Closed r12a closed 4 years ago
This wasn't present when the mail thread you referred to was open, but now https://drafts.csswg.org/css-text-3/#text-encoding says:
CSS is built on [UNICODE]. UAs that support Unicode must adhere to all normative requirements of the Unicode Core Standard, except where explicitly overridden by CSS.
This means that UAX14 is to be followed, as much as any other part of unicode is. Most parts of UAX14 are tailorable, which is effectively the same as a "SHOULD" requirement. I don't think we should go any further than that, for the reasons argued by @fantasai in the mail thread (note that it already goes further than what she was willing to accept back then)
In other words, at a normative level, the spec already does what you are requesting.
This should be sufficient grounds to file write tests into wpt (with the "should" flag) and file bugs against browsers when they fail those tests, although we should expect that some of these bugs may be closed as WONTFIX when browsers have a good reason to deviate from UAX14.
That said, when doing this, recognizing @kojiishi's point in the thread about web compat, and @fantasai's point about UAX14 being only a baseline that in many cases ought to be tailored, I would recommend focusing on situations which are known to be problematic, rather than just writing exhaustive checklists for all code points: deviating from UAX14 can be justified for web-compat reasons or because of desirable tailorings, but since browser code was historically not based on UAX14, not all differences are documented, and finding out whether a difference is accidental or intentional can be expensive. Bearing that cost in cases known to be problematic is justified, but starting with an assumption that all divergences are bad is likely to result in a lot more work than actually desirable.
On an editorial level, maybe we can make things a little more obvious. How about rephrasing the note at the end of https://drafts.csswg.org/css-text-3/#line-breaking from:
Further information on line breaking conventions can be found in [JLREQ] and [JIS4051] for Japanese, [CLREQ] and [ZHMARK] for Chinese, and in [UAX14] for all scripts in Unicode. See also the Internationalization Working Group’s Typography Index [TYPOGRAPHY] which includes more information on additional languages.
to
[UAX14] defines a baseline behavior for line breaking for all scripts in Unicode, which is expected to be further tailored. Further information on line breaking conventions can be found in [JLREQ] and [JIS4051] for Japanese, [CLREQ] and [ZHMARK] for Chinese. See also the Internationalization Working Group’s Typography Index [TYPOGRAPHY] which includes more information on additional languages.

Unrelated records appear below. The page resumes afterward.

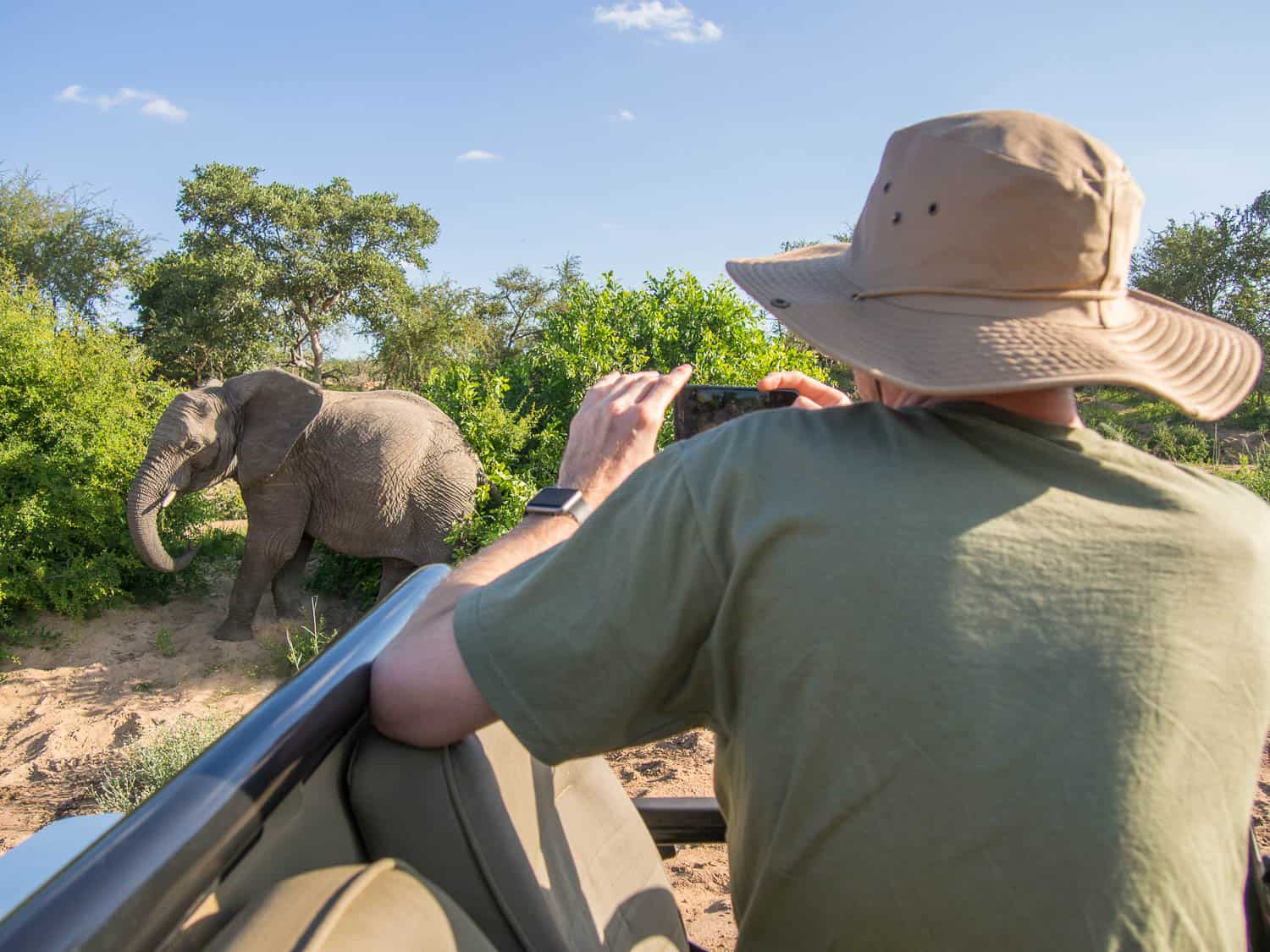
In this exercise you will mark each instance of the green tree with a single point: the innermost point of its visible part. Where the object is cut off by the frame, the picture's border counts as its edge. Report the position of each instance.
(431, 327)
(520, 301)
(75, 250)
(670, 320)
(1217, 264)
(198, 317)
(322, 256)
(76, 408)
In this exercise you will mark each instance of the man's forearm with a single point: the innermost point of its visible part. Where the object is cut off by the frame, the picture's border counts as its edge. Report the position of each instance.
(533, 536)
(421, 690)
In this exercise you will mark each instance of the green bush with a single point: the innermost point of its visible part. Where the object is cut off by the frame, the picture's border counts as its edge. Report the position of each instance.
(154, 759)
(76, 409)
(516, 413)
(1181, 443)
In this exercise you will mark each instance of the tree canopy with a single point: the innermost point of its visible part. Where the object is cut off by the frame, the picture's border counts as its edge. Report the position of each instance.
(1216, 264)
(312, 258)
(73, 249)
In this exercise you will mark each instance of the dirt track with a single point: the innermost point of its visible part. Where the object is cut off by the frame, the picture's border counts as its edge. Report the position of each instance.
(68, 710)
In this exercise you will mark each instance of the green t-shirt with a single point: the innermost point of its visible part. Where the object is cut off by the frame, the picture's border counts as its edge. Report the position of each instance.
(978, 682)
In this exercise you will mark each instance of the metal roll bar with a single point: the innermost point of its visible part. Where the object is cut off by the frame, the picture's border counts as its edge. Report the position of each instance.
(135, 885)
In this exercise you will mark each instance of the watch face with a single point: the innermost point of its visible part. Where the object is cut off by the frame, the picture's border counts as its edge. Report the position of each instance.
(554, 497)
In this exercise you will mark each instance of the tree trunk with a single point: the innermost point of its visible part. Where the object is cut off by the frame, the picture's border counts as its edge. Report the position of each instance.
(315, 344)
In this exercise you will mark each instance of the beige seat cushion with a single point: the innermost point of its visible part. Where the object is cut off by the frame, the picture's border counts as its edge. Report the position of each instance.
(357, 908)
(543, 858)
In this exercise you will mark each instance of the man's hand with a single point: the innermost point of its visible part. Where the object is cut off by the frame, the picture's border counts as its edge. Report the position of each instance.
(615, 429)
(813, 395)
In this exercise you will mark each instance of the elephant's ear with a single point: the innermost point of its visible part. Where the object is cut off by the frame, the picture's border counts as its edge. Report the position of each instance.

The i18n WG discussed this during their telecon today, and agreed that we would be satisfied if Florian added the proposed edit. Thanks.
Moving an old thread on the www-style list to GitHub to keep it visible. Please read that thread before replying here.
The spec defines behaviour for several UAX14 line-break classes, such as IN and PR in CJK text, and WJ, ZW, and GL in general text. But there's no recommendation in the spec (other than a note which simply says that further information can be found for all scripts in UAX14) that says that in the absence of other rules in the spec or in an implementation, then the UAX14 line-break properties should be applied as a fallback.
The i18n WG believes that recommending this (as a fallback only, like the UBA for sorting when no tailoring is available) will:
We encourage tailoring of the rules for particular contexts, and propose this only as a kind of 'safety net'.